The Hop Festival is a mish-mash of lots of different things.  It has beer, but it isn't a beer festival.  It has live music, but it isn't a music festival.  It has Morris dancing, but it isn't a folk festival.  It has children's rides, but it isn't a funfair.  It sells food, but it isn't a street market. 
It was born as an idea in the head of the one of the founders of the Rochester Sweeps Festival, and has grown every year since it's initial inception in 1990.  It is now one of the key events in the East Kent calendar, is internationally renowned, and is a real community activity, organised and run by the people who live in and love Faversham.
Now (surprisingly for me) I haven't been before.  I've been meaning to, but life just kept getting in the way.  Not this year though; I was fully determined to partake in all the glory that the hop festival had to offer!
So it was that I found myself skipping down Faversham high street, hops in my hair (and falling in my eyes), beer in my hand (pint of Golden Braid from Hop Daemon at the Old Wine Vaults) and on the hunt for something for lunch with Sarah and Sally. 
It's a little hard to describe the experience of the Hop Festival.  Imagine if you will a high street taken over with street stands selling every conceivable item of food.  There are burgers and hot dogs (ostrich burgers and bison hot dogs mind you), Greek tabbouleh stands, bhaji's by the dozen, ice cream and milkshakes and cream pies and drinks.  Drinks to sink even the stubbornness of battleships - home brew and speciality and artisan beers and ales and ciders alongside flavoured gins and fruit vodka's and floral cocktails.

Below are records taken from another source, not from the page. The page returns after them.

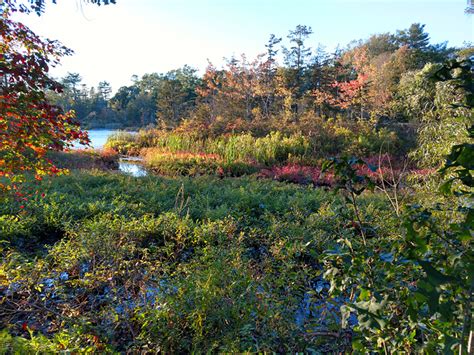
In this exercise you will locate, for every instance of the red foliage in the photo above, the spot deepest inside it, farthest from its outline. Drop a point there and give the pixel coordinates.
(29, 124)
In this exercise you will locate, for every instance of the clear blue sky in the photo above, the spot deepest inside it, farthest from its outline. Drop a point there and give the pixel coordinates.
(142, 36)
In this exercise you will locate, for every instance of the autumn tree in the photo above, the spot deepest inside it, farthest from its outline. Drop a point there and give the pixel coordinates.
(29, 124)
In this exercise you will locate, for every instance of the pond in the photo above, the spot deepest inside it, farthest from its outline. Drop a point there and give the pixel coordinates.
(127, 165)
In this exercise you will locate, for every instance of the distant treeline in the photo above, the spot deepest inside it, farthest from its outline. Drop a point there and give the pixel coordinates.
(382, 77)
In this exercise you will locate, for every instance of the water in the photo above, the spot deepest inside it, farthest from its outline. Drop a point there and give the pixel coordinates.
(98, 138)
(128, 165)
(132, 166)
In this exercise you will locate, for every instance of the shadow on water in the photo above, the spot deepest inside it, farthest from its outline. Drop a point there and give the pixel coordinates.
(132, 166)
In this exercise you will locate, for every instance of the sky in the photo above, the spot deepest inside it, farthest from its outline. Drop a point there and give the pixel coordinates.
(135, 37)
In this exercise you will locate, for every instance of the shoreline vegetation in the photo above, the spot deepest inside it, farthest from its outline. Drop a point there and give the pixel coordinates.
(323, 205)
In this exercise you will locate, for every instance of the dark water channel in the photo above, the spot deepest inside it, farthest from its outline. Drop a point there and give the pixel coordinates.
(128, 165)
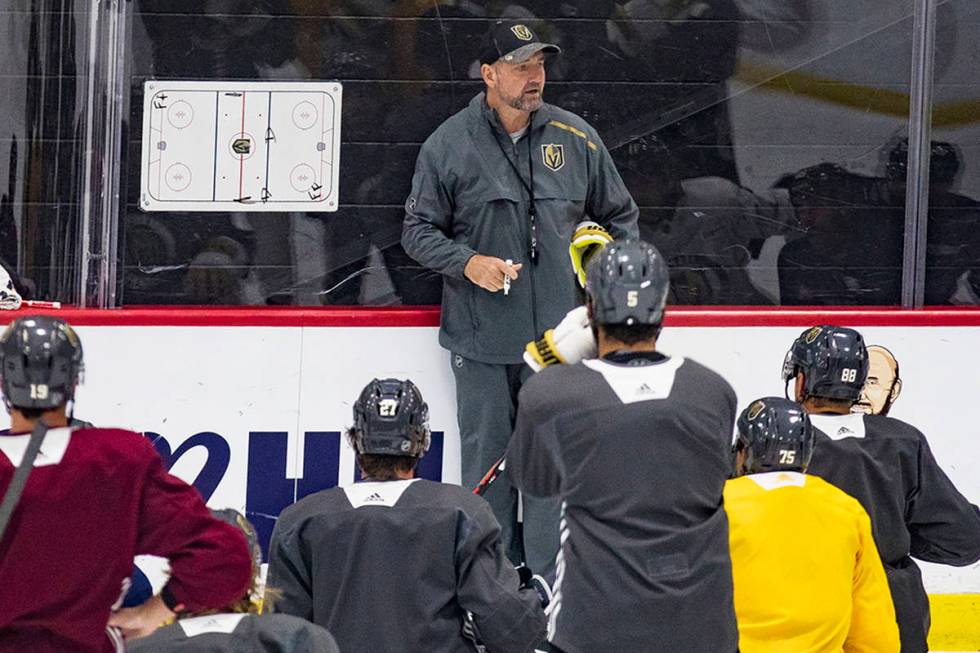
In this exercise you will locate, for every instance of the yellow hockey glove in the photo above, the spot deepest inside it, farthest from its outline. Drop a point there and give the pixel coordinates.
(588, 240)
(569, 342)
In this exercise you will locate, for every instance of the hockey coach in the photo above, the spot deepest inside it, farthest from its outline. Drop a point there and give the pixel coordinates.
(498, 190)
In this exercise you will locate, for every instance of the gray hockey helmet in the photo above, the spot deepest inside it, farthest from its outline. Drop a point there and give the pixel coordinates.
(627, 283)
(391, 419)
(40, 362)
(833, 359)
(776, 435)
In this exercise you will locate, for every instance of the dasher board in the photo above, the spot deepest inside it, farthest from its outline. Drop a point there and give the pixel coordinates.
(240, 146)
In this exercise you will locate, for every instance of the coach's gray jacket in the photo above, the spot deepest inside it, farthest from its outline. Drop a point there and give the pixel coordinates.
(467, 199)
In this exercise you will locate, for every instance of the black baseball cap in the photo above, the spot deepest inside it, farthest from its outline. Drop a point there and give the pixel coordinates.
(513, 42)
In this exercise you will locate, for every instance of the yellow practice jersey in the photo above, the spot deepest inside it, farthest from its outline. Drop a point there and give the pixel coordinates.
(808, 578)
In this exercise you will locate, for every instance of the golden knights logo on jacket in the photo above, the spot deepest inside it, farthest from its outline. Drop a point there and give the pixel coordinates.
(553, 155)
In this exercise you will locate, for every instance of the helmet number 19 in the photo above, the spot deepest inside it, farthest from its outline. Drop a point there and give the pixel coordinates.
(39, 391)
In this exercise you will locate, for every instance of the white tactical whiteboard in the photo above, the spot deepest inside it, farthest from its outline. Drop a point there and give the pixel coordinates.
(240, 146)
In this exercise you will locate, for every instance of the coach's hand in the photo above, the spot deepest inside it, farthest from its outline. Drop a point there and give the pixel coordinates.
(488, 271)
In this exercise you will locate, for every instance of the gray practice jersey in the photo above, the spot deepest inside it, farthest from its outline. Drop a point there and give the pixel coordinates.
(237, 633)
(638, 447)
(394, 566)
(915, 510)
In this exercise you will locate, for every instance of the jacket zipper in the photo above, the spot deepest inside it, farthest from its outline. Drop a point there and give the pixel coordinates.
(527, 229)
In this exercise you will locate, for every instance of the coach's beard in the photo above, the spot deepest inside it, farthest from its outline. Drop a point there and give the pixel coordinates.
(527, 101)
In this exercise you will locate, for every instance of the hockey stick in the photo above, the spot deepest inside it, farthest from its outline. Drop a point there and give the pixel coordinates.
(17, 483)
(491, 475)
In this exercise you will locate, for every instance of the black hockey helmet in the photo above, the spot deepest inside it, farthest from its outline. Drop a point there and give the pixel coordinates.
(391, 419)
(241, 522)
(40, 362)
(627, 283)
(776, 435)
(834, 362)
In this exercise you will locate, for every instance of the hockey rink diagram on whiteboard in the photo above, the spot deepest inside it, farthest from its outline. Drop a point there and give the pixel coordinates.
(240, 146)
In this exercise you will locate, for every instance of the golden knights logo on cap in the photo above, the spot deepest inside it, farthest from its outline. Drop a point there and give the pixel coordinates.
(522, 32)
(553, 155)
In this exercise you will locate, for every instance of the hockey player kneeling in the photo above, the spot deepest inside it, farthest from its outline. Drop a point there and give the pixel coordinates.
(396, 563)
(238, 627)
(90, 500)
(637, 444)
(808, 578)
(887, 465)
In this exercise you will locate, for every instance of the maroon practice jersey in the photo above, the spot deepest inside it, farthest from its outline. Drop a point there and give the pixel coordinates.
(96, 498)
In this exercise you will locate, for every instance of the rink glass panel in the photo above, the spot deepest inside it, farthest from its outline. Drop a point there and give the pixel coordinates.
(710, 108)
(43, 70)
(953, 225)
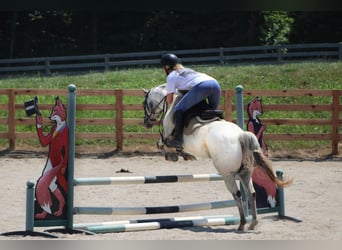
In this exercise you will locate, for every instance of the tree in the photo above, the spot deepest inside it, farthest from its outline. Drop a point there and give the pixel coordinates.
(276, 28)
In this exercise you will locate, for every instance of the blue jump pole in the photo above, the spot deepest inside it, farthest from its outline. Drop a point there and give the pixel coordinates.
(71, 159)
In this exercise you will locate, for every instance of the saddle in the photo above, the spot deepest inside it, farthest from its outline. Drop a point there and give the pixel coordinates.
(194, 120)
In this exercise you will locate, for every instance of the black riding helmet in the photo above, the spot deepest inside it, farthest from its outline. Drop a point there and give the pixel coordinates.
(169, 60)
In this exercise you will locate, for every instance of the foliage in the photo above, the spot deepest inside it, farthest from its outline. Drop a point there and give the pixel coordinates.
(308, 75)
(64, 33)
(276, 28)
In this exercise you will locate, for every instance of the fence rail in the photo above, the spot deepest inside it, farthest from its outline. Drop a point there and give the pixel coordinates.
(121, 114)
(220, 56)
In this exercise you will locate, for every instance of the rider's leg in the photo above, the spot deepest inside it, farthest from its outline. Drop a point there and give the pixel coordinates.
(177, 141)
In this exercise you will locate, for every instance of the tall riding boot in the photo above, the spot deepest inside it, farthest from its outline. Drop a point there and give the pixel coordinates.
(178, 134)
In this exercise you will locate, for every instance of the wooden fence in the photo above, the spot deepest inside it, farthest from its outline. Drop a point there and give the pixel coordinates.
(121, 118)
(219, 56)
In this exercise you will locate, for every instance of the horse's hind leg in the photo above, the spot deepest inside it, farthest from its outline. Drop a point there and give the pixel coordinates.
(248, 186)
(233, 188)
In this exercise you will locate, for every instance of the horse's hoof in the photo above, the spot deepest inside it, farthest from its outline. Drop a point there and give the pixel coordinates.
(241, 228)
(253, 225)
(188, 157)
(171, 157)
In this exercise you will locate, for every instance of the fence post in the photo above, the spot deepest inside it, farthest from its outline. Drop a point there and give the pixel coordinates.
(106, 62)
(71, 158)
(47, 66)
(118, 119)
(11, 119)
(228, 107)
(221, 56)
(335, 121)
(239, 106)
(279, 54)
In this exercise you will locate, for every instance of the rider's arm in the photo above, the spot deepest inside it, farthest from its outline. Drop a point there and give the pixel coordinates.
(169, 98)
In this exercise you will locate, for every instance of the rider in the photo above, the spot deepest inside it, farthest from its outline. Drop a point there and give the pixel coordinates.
(198, 87)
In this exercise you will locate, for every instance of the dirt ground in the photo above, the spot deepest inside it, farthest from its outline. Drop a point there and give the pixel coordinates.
(314, 197)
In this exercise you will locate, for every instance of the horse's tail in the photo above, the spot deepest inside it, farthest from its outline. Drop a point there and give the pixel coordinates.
(253, 152)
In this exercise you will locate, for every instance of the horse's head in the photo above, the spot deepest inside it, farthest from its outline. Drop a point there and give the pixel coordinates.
(254, 107)
(153, 104)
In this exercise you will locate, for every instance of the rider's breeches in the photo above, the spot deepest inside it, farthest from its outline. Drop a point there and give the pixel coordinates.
(208, 89)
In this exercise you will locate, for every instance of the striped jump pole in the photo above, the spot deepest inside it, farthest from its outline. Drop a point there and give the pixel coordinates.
(154, 224)
(146, 179)
(154, 210)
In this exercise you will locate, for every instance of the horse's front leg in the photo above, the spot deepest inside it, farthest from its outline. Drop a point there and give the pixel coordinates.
(169, 156)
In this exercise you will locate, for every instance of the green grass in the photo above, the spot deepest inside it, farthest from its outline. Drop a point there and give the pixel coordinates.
(307, 75)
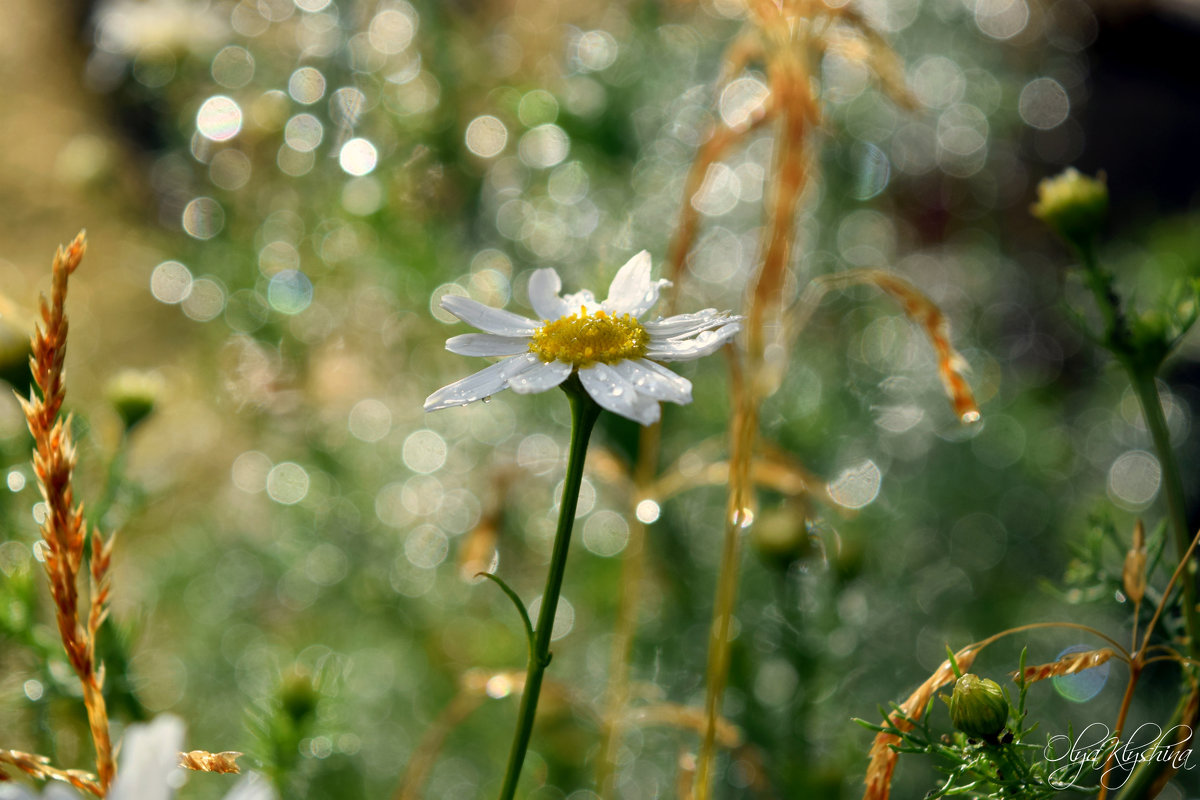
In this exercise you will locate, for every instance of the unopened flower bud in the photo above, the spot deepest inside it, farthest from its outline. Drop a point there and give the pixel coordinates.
(133, 395)
(1073, 204)
(978, 707)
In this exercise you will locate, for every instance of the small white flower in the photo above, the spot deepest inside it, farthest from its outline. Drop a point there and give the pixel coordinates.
(615, 354)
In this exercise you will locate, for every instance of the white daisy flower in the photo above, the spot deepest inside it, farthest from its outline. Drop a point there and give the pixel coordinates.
(615, 354)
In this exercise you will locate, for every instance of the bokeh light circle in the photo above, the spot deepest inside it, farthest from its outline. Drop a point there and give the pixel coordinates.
(1085, 684)
(289, 292)
(219, 119)
(358, 157)
(486, 136)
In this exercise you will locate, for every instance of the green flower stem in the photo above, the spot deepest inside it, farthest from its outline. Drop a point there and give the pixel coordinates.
(1141, 366)
(583, 416)
(1146, 389)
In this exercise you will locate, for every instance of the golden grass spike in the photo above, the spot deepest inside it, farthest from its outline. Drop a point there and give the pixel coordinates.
(883, 757)
(202, 761)
(1133, 572)
(64, 530)
(919, 310)
(39, 767)
(1067, 665)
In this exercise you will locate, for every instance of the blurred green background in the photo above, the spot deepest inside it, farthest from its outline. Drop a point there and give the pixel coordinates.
(279, 191)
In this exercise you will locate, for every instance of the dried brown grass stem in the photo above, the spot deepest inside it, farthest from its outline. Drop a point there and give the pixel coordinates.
(64, 530)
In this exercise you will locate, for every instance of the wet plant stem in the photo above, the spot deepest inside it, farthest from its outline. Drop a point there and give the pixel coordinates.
(1141, 366)
(583, 416)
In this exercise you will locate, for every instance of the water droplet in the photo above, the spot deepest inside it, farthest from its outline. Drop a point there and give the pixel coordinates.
(1085, 684)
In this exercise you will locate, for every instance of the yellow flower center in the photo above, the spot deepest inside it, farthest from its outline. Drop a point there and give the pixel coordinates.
(585, 338)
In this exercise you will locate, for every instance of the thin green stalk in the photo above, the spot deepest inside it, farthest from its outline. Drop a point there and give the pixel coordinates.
(583, 416)
(1146, 389)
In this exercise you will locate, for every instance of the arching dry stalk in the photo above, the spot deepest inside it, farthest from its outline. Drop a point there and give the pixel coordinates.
(202, 761)
(64, 531)
(1066, 666)
(39, 767)
(883, 757)
(919, 308)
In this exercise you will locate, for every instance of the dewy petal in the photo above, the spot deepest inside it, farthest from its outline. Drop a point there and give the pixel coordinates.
(483, 384)
(705, 343)
(544, 288)
(149, 755)
(619, 396)
(687, 324)
(487, 344)
(485, 318)
(540, 378)
(631, 290)
(655, 380)
(252, 787)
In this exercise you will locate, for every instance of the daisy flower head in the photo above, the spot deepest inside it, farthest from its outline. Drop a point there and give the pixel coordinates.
(606, 343)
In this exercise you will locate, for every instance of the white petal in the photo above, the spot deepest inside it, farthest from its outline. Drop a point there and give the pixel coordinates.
(688, 324)
(633, 292)
(487, 344)
(655, 380)
(705, 343)
(485, 318)
(483, 384)
(540, 378)
(149, 755)
(617, 395)
(544, 288)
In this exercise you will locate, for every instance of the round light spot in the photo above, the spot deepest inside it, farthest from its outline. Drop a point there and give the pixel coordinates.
(426, 547)
(425, 451)
(233, 67)
(171, 282)
(544, 146)
(486, 136)
(1134, 479)
(289, 292)
(287, 483)
(857, 486)
(597, 49)
(742, 101)
(648, 511)
(1044, 103)
(564, 617)
(1002, 19)
(294, 162)
(249, 471)
(391, 31)
(304, 132)
(205, 301)
(306, 85)
(370, 420)
(219, 119)
(229, 169)
(203, 217)
(358, 157)
(605, 533)
(1085, 684)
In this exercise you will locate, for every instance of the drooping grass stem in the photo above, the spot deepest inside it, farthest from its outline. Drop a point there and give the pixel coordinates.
(583, 416)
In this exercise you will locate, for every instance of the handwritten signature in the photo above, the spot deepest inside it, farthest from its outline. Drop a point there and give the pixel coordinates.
(1096, 749)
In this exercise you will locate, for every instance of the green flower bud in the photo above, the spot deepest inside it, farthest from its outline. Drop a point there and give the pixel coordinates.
(133, 395)
(1073, 204)
(978, 707)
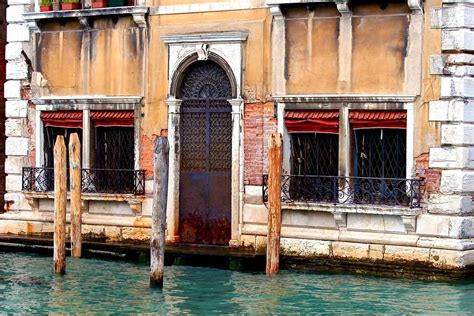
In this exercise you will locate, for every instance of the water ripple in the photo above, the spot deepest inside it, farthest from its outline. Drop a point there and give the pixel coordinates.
(27, 285)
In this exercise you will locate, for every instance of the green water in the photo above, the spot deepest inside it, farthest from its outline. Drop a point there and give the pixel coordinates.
(27, 285)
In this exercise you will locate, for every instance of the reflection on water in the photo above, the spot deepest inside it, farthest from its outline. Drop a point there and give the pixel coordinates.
(27, 285)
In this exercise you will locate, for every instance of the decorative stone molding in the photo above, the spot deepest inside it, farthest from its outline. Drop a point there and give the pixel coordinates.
(139, 19)
(88, 103)
(327, 98)
(343, 6)
(341, 220)
(84, 21)
(134, 201)
(135, 205)
(416, 6)
(410, 223)
(203, 52)
(275, 10)
(205, 38)
(225, 48)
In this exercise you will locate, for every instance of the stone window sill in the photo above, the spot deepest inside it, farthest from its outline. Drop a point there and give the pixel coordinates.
(84, 15)
(135, 201)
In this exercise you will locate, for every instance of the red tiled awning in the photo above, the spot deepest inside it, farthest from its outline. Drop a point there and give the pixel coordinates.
(65, 119)
(316, 121)
(113, 118)
(378, 119)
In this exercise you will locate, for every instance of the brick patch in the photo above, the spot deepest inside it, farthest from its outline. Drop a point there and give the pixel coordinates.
(431, 177)
(259, 123)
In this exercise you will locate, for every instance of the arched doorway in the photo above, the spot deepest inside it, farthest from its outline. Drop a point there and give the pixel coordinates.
(206, 155)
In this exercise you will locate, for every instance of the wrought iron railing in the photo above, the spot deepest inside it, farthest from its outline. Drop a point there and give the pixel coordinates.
(114, 181)
(348, 190)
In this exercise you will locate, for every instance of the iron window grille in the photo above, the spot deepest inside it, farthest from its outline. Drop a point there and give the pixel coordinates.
(314, 153)
(107, 181)
(349, 190)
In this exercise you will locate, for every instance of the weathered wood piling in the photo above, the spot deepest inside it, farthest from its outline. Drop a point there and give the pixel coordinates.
(158, 227)
(60, 183)
(75, 185)
(275, 161)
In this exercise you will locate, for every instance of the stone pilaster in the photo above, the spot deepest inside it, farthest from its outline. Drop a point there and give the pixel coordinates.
(455, 112)
(16, 108)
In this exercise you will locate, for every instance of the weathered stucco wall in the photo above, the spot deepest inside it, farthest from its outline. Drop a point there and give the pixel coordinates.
(107, 60)
(378, 49)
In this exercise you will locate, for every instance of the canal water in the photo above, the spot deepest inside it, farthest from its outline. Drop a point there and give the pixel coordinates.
(27, 285)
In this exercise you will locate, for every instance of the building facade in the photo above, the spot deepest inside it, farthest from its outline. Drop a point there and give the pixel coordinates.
(372, 99)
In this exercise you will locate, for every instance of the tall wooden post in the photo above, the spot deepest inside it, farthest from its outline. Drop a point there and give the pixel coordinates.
(158, 226)
(60, 191)
(75, 183)
(275, 161)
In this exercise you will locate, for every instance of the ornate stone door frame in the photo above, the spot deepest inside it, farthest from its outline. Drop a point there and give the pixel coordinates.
(227, 50)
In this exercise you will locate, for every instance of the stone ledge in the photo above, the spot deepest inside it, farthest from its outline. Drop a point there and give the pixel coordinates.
(356, 98)
(87, 102)
(135, 201)
(138, 13)
(351, 208)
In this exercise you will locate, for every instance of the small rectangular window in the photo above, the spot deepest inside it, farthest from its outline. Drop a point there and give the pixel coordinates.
(314, 154)
(380, 153)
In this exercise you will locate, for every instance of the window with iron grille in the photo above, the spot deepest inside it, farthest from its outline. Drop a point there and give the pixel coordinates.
(114, 150)
(314, 154)
(380, 153)
(50, 135)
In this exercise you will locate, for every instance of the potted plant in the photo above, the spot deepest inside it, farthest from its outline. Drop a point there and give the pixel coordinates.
(96, 4)
(70, 5)
(46, 5)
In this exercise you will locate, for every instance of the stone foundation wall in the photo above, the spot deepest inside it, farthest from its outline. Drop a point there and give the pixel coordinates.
(368, 252)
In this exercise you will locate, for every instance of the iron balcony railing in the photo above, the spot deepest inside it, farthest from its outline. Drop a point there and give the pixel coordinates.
(349, 190)
(112, 181)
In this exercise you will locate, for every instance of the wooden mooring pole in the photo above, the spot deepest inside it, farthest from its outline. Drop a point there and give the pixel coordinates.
(75, 184)
(275, 161)
(158, 226)
(60, 191)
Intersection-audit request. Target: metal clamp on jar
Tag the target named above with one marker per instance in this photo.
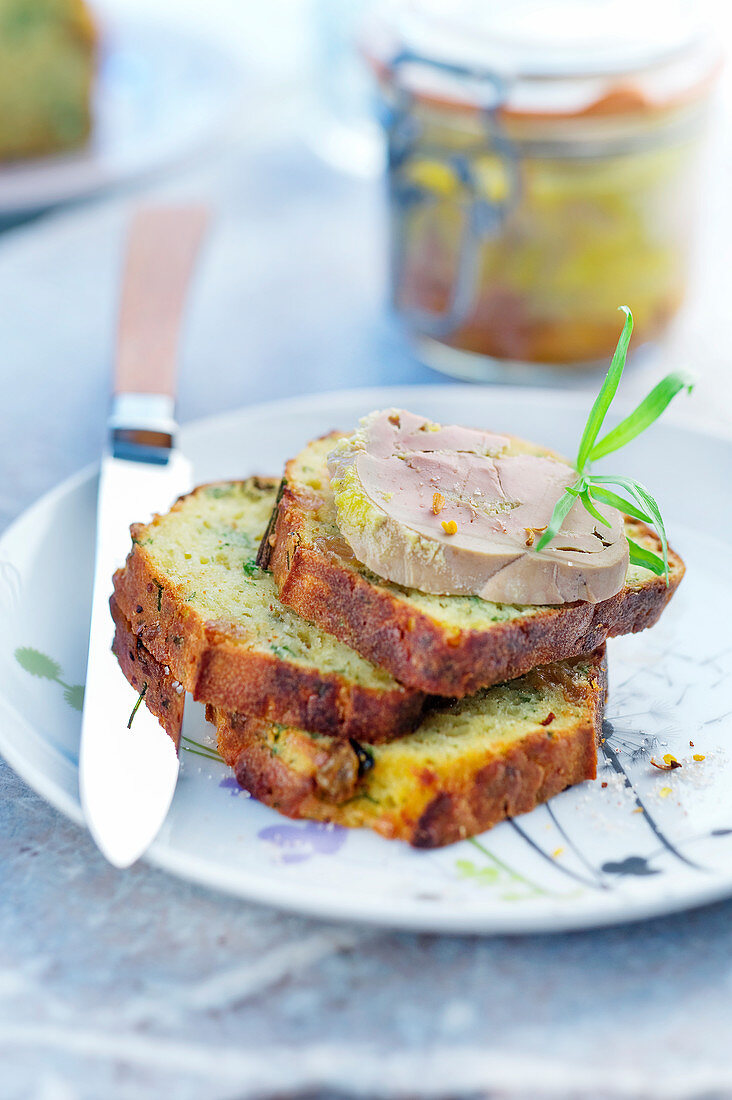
(542, 163)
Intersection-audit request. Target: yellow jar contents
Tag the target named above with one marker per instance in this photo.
(580, 234)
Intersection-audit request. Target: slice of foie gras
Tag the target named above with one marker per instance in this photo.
(455, 510)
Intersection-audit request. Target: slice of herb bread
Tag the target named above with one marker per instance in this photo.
(470, 763)
(163, 694)
(468, 766)
(197, 601)
(440, 645)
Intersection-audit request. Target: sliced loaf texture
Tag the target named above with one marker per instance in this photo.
(197, 601)
(470, 763)
(441, 645)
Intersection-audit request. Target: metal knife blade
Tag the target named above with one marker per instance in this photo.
(127, 777)
(128, 769)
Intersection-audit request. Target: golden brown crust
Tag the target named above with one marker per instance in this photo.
(163, 694)
(415, 648)
(467, 802)
(203, 656)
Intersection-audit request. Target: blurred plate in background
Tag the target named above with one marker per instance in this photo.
(161, 97)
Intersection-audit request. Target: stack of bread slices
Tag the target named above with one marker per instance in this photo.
(340, 696)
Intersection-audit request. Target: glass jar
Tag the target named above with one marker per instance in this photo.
(538, 180)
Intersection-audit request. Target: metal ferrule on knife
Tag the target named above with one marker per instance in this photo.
(142, 428)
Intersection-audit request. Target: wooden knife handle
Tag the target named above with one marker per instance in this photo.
(162, 250)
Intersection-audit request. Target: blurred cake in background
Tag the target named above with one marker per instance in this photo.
(47, 52)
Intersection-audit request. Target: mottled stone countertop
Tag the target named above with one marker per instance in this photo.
(134, 985)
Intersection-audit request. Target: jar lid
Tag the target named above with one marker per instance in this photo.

Everywhere you look people have hops in their hair and a huge amount are also in fancy dress.  We saw smurfs and Arabian sheiks, ballerina's and 80's disco dancers.  There were Pearly Kings and Queens from London parading next to Morris Dancers and Belly Dancers and Folk Dancers. 
There are four huge stages packed with a full programme of live music from around Kent and the surrounding areas, from dawn until dusk, with musical styles ranging from Rock to Folk to Comedy. 

Well spotted, that is Green Diesel playing on the Market Stage in the bottom picture with their very own Hop Festival Song. 
Hops have always played an intrinsic part of British life and there is evidence of Hops in Faversham from as early as 900AD.  It's no surprise then that in the last 1100 years we have really grown to know and understand these wonderful little feminine flowers that add such complexity to one of our national drinks.  Faversham has been growing and trading in it's own hops since the 1520's and it has become a major part of the Faversham economy ever since.  Shepherd Neame was founded in Faversham in 1698, making it the oldest brewer in Britain and their headquarters (and brewery) are still based in the town to this day.
We drank and sang and danced our way into the early evening, stopping only for some food (Scotch Eggs and quiche's from a local farmers market) and the occasional toilet break.  This normally took a while as most of the pubs close off their seating areas and only allowed access to the bar.  This is the one problem with the Festival - nowhere near enough facilities and nowhere to sit down at all.
We just staggered on through - smaller ones had their own creative solutions.  I must admit, the Hop Bed did look comfortable!
There is a huge amount of entertainment for children, including jugglers and Chinese dragon dancers and a complete Fairground with rides, shooting games, bouncy castles and tombolas.
After admitting defeat on the music front by having the music stages close on us, we headed off with some friends to a local pub for a couple of pints (again, absolutely packed!), and then made our way to one of the schools in the area where they were having, of all things, a ceilidh!
There was a ceilidh band playing and attempting to shout out the instructions to us at the same time.  I wish I could say that everyone looked graceful and elegant whilst completing the ancient, ritualistic dance moves, but sadly this was not the case.
If anything we tripped and stumbled our way, looking around wildly for our next partner, and sprinting to where ever we were supposed to have ended up.
Strictly Come Dancing this was not.
Absolutely bloody brilliant it was.
Can it be the first weekend in September all the time please?